Ты проводишь пальцами по уключине – форкола[46]46
Ит. forcola f.
[Закрыть], двурогой вилке, торчащей на корме гондол для крепления весла. Уключина – это пережиток прошлого. И вовсе не потому, что осталась в прошлом. Наоборот, придуманная в прошлом, она предвосхищает будущее. Ее как будто смоделировал финский дизайнер ХХ века. Он сел в машину времени и всадил уключину в борт гондолы несколько веков назад.
Понаблюдай за тем, как ее касается весло. Благодаря своим изгибам, изломам, разомкнутым проушинам уключина позволяет веслу занимать с дюжину упорных, наклонных, промежуточных позиций. Один-единственный гребец с помощью одного-единственного весла по одному борту на любой другой лодке сумел бы только комично ходить по кругу. То ли дело гондола. Из-за смещенного центра тяжести она идет передним и задним ходом, причаливает и отчаливает бортом, замедляет ход, стопорится, идет по диагонали, поворачивает под прямым углом, сохраняет равновесие, гасит удар волны. Весло зачерпывает воду, пришлепывает, прихлопывает, выглубляет, режет, месит, вертит, переливает как половник, взламывает как фомка. Весло входит в воду наискось, вылетает назад почти горизонтально, едва не касаясь воды. Когда нужно, оно погружается вертикально, на крохотулечном свободном участке в несколько квадратных сантиметров. Если поиграть запястьем, оно порывисто вращается как отвертка и толкает эту черную деревянную двенадцатиметровую зверюгу, которая изящно выбирается из невообразимых лодочных заторов.

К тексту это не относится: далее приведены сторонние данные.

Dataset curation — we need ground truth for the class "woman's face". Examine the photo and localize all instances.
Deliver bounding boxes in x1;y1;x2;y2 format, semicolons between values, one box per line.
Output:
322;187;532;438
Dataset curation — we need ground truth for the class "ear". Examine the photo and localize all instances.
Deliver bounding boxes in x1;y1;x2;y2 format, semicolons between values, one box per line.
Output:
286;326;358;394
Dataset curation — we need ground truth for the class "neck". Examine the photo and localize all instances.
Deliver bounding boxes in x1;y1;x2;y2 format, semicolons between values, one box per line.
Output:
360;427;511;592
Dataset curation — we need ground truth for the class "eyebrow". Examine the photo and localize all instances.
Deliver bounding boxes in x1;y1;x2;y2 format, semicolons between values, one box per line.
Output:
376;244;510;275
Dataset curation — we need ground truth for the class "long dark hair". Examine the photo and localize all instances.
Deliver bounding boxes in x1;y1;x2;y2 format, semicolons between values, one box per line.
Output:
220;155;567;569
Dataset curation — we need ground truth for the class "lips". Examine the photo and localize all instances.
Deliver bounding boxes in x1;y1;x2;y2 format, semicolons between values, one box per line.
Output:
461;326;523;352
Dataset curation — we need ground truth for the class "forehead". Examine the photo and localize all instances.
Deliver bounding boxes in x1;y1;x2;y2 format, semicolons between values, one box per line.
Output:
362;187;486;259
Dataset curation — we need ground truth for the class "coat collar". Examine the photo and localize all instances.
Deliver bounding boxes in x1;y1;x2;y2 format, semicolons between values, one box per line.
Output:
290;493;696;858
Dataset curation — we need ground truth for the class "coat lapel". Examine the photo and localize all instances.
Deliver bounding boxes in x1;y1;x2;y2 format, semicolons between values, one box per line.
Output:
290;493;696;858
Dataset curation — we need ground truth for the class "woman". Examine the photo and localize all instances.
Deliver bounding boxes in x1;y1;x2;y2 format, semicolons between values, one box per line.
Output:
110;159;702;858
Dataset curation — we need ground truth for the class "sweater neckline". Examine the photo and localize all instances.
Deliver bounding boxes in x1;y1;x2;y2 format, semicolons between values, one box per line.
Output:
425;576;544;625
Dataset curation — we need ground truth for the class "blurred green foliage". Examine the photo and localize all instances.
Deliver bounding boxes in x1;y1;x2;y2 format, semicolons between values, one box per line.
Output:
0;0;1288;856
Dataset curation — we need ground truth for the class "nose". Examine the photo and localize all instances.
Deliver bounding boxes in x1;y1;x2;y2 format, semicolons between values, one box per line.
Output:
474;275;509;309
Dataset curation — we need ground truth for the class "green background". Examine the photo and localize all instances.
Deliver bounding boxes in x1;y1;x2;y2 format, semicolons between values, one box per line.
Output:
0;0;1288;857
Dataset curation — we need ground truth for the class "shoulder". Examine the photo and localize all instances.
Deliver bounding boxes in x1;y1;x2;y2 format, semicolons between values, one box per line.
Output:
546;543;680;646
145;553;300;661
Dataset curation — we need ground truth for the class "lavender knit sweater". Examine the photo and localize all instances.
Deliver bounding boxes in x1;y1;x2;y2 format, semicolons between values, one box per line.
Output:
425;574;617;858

Умберто Боччони ничего не придумывал, его «Уникальные формы непрерывности в пространстве»[47]47
Бронзовая скульптура (1913 г.) итальянского художника и скульптора Умберто Боччони (1882–1916).
[Закрыть] – скульптура, запечатлевшая тело в движении, кажется сборной конструкцией из уключин. Человек идет, распространяя вокруг себя мускулистые сгустки, и оставляет их позади. Он воплощает собой движение, тело, разросшееся как при наложении кадров прогулки. Подогнанные один к другому шаги, послесвечение на сетчатке. Скульптура Боччони наводит тебя на мысль, что уключина – это тоже подвижная недвижность, движение, представленное с точки зрения неподвижности. Подобным образом надо испытывать каждую скульптуру: ставить ее на корму гондолы вместо уключины и проверять на скульптуре упор весла, выявляя новый курс, по которому пойдет искусство.

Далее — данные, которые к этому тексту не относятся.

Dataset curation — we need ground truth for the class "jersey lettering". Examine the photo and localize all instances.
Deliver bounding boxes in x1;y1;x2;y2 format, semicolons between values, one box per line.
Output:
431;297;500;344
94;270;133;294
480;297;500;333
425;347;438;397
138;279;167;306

Гребля затруднена еще и тем, что весло не закреплено на гребной вилке: оно просто упирается в пустотелый полукруг уключины. Поэтому неопытный гребец рискует лишиться опоры, в результате чего весло выскочит из своей выемки, он потеряет равновесие и завалится вперед по ходу движения. Бледный вид гребцу обеспечен.

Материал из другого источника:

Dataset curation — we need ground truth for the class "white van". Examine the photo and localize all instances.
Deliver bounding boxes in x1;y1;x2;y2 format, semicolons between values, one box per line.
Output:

Гондольеры – почти сплошь мужчины. Только в 2010 году, после неоднократных отчислений, обвинений в сексизме и препирательств, комиссия, проводящая публичные конкурсы в Ассоциации гондолы, приняла первую женщину-гондольера Джорджию Босколо. Это стало эпохальным событием для города, и не только; о нем говорили СМИ всего мира.
На здании мэрии Венеции Ка-Франкетти установлена мемориальная доска с надписью: «Здесь в 1646 году родилась Елена Лукреция Корнаро-Пископия, первая в мире женщина, окончившая университет 25 июня 1678 года». Здание находится недалеко от причала гондол, где Джорджия Босколо работала в первые годы своего гондольерства.
Почему женщина-гондольер так впечатляет? Какой скачок в сознании предполагает ее фигура? Какие табу она нарушает? Гондольер – один из традиционных символов мужского обаяния: возможно, именно это обстоятельство нельзя подвергать сомнению?
Ответ можно найти в тексте одной из самых известных венецианских песен, посвященных гондоле. Перевожу ее с диалекта: «Я гондольер, моя гондола тебя баюкает у мола; скрипит в уключине весло, звон поцелуев загребло… Не думайте особо обо мне, толкаю я гондолу в тишине…» Гондольер – не соблазнитель, а эротический сообщник, потворщик, придающий паре больше раскованности. Эта песенка показывает, что власть принадлежит не столько тем, кто наслаждается сам, сколько тем, кто позволяет насладиться другим. На долгом историческом пути, который в конце концов приведет к действительному разделению власти между полами, введение в профессию Джорджии Босколо представляет собой символический этап: женщины тоже могут править всеобщим наслаждением, руководить им, не обязательно при этом олицетворяя его или насильно подвергаясь ему.
Сходи посмотреть, как гондолы выходят со своей главной швартовки в акватории Орсеоло рядом с площадью Сан-Марко. Они проскальзывают десятками с точностью до миллиметра, не задевая друг друга. Гондольеры работают веслом, переговариваются, перекликаются, не обращая ни малейшего внимания на низкий мост, о который вот-вот расшибут себе нос. В самый последний момент они, почти не глядя, наклоняют голову, легонько касаются нижней части арки и причесываются о кирпичный свод.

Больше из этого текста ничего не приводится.